Trump is not Hitler, for he has no coherent evil political ideology. He is a garden-variety bigot with minimal capacity for focusing on any issue for more than a few minutes. His authoritarian style and personality traits, could, however, wreak havoc on democratic institutions as well as the economy and further marginalize non-whites. The same could happen if he essentially delegates decisions to highly motivated and well-organized extremists, like Stephen Bannon, his new senior counselor and chief strategist; Jeff Sessions, the nominee for Attorney General; Mike Pompeo, the proposed CIA Director.
A quite astute analysis of Trump's personality, based on his own words and deeds, indicates his propensity to express anger and feed his bottomless need for acclaim by trying to hit a home run on every pitch against his designated enemies, i.e., opting for an extreme policy, instead of compromising or just moving on. In his business negotiations, this was his approach as well, but he recognized his "adversary" had some chips and he might have to compromise, even if only slightly. As President of the most powerful country on earth, and with an obeisant Senate and House, he may have little or no incentive to compromise in dealings with foreign countries or Democrats. Those he has nominated to the cabinet, thus far, also seem to view the world and the solution to challenges in their future domains in black-white terms. Where will the countervailing power be?

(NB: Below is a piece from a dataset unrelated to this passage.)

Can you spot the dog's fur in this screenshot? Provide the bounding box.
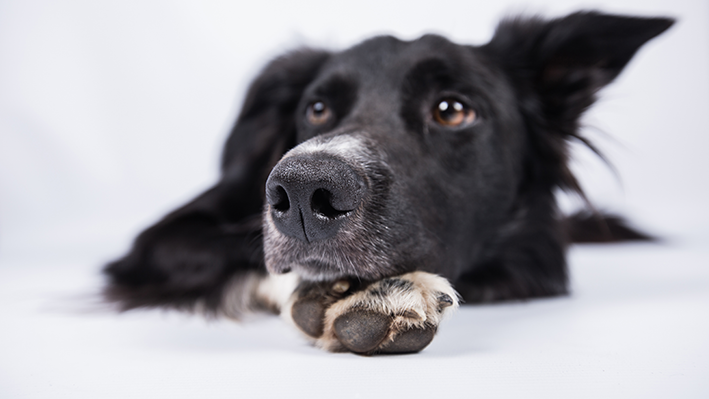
[105,12,672,353]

The mainstream print and broadcast media might be expected to play such a role, but four problems will make that less likely. First, this election has shown that the internet has played an out-sized role in generating propaganda and outright fabricated "news," which have left many unsure about what is real news. Second, the news networks need to have access to the President and his appointees. If CNN or the other networks did real journalism by exposing Trump, he would boycott them and punish other aides and politicians who did not fall in line. Third, the news media also know that Trump's volatility and the likelihood of myriad crises are good for ratings. As Leslie Moonves, CBS CEO said of the Trump campaign, "It may not be good for America, but it's damn good for CBS." Finally, the tradition by which mainstream journalistic "objectivity" turns news into stenography (e.g., "Senator X says 2+2=4, but Senator Y says it is 5. Ok, they disagree on that one. Now, on to long division."), instead of searching for truth, has played into the hands of the GOP for decades. Trump's mass production of lies would, however, overwhelm the media's ability to to fact-check, even if they were so inclined.
The chilling words, attributed to Karl Rove, in a 2004 conversation with journalist Ron Suskind, during the George W. Bush Administration are truer now than ever before:
The aide said that guys like me were "in what we call the reality-based community," which he defined as people who "believe that solutions emerge from your judicious study of discernible reality." ... "That's not the way the world really works anymore," he continued. "We're an empire now, and when we act, we create our own reality. And while you're studying that reality--judiciously, as you will--we'll act again, creating other new realities, which you can study too, and that's how things will sort out. We're history's actors...and you, all of you, will be left to just study what we do."